Ensuite, utilisez la pince d’horloger numéro cinq pour sculpter un puits en forme de T dans la scène de plâtre pour former l’électroporation. Eh bien, le côté long du puits doit mesurer environ deux millimètres sur deux millimètres sur 10 millimètres, et le côté court doit mesurer deux millimètres sur deux millimètres sur cinq millimètres. Les micro-pipettes pour cette procédure sont fabriquées à partir de capillaires en verre de silicate.
Utilisez un extracteur d’aiguille pour préparer des micropipettes avec un cône de huit à 12 millimètres de long et une pointe fine, écrasez la pointe à environ deux millimètres de la pointe à l’aide d’une pince, créant une rupture dentelée pour installer la micropipette. Tout d’abord, remplissez-le avec environ un microlitre de solution d’injection, qui dans cette démonstration contient des oligonucléotides marqués par fluorescence. Ensuite, fixez la micropipette dans un micromanipulateur et inclinez la micropipette à 50 degrés du plateau.

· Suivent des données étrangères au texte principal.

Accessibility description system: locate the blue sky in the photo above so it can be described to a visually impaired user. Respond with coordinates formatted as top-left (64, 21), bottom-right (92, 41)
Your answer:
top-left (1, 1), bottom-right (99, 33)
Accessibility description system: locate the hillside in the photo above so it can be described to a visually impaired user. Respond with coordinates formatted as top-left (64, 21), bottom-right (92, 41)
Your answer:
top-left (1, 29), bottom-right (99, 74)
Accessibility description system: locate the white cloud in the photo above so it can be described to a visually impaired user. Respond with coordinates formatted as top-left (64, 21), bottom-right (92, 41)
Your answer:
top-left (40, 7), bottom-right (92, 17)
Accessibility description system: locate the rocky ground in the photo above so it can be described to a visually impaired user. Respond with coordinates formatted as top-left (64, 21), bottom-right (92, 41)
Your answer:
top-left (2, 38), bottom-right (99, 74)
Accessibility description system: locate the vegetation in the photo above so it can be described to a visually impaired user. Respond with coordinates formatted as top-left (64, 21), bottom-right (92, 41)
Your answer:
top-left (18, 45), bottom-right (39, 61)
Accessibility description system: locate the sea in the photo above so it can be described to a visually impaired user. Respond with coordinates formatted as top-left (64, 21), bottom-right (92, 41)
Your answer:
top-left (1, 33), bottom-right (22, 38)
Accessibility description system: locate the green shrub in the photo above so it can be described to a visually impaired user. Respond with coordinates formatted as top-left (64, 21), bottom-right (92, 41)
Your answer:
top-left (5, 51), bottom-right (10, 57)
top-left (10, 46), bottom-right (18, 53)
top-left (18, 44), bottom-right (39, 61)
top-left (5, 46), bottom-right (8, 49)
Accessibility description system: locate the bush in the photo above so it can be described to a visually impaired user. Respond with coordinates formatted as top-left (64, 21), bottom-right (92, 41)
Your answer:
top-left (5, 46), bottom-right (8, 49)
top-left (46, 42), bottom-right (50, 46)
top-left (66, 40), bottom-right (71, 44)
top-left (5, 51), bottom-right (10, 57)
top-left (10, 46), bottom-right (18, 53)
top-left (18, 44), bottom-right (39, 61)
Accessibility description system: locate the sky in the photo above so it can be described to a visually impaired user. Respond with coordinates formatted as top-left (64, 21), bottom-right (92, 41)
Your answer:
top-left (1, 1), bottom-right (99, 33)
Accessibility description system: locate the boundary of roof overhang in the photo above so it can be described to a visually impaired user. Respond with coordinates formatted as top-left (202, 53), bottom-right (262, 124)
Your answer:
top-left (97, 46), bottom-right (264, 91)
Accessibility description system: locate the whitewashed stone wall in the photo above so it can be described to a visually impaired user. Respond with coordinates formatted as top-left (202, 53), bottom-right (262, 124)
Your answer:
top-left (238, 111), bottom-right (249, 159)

Réglez la pression d’injection à 20 PSI et calibrez la micropipette pour injecter 30 litres par impulsion. En préparation de l’électroporation, anesthésez une larve de xéno de stade 28 en l’incubant pendant cinq minutes. Dans les milieux d’électroporation, qui sont des milieux amphibiens normaux contenant 0,1 % de benzocaïne, transférez le têtard anesthésié dans la chambre d’électroporation.
Celui-ci est rempli de média d’électroporation. La partie la plus délicate de la procédure est d’insérer le micro-animal dans le têtard. Donc, pour assurer le succès, vous devez fixer l’embryon très fermement, puis appliquer rapidement le courant après la micro-injection.
Positionnez l’embryon dans le puits long de manière à ce que la tête repose dans la jonction T. Avec sa face dorsale vers le bas et sa face ventrale exposée, la tête doit être légèrement surélevée par rapport à la queue à l’aide de pinces, fixez doucement le têtard dans le puits avec la scène de plâtre environnante. Il est important de fixer le têtard pour éviter qu’il ne se contracte lors de l’électroporation, ce qui pourrait entraîner de graves dommages aux tissus du visage.
Pour commencer cette procédure, insérez la pointe de la micro-pipette immédiatement en arrière de la glande de ciment et dans la machine faciale. Injecter 30 nanolitres de solution dans le mésenchyme, rétracter la micro pipette. Alignez rapidement les pointes des électrodes parallèlement à la tête de l’embryon et appliquez huit impulsions carrées de 50 millisecondes et 20 millivolts.
Rétractez ensuite les électrodes à l’aide d’une pince. Relâchez délicatement le têtard du puits. Ensuite, à l’aide d’une pipette, transférez le têtard aux trois quarts avec 0,025 milligramme par millilitre.
Les têtards de gentamycine peuvent être incubés dans ce milieu pendant la nuit ou plus longtemps après 24 heures. Écran des têtards par microscopie fluorescente pour une électroporation efficace. L’utilisation de molécules fluorescentes permet un criblage facile des embryons électroporés.
Cette figure montre un lot typique de têtards électroporés d’oligonucléotides morphes environ 1248 et 96 heures après l’électroporation. Aux stades 30, 34 et 44 respectivement. Des oligonucléotides fluorescents peuvent être visualisés dans le visage crânien aux stades 30 et 34.
Au stade 44, la fluorescence peut être détectée dans les cartilages indiqués par les pointes de flèches blanches. La zone hautement autofluorescente est l’intestin. Suite à cette procédure, nous pouvons suivre la lignée des électrocellules ainsi que les exigences moléculaires pour les protéines d’intérêt.
Cette approche peut être combinée à des techniques d’imagerie en direct pour étudier la fonction des gènes au fil du temps au cours du développement craniofacial.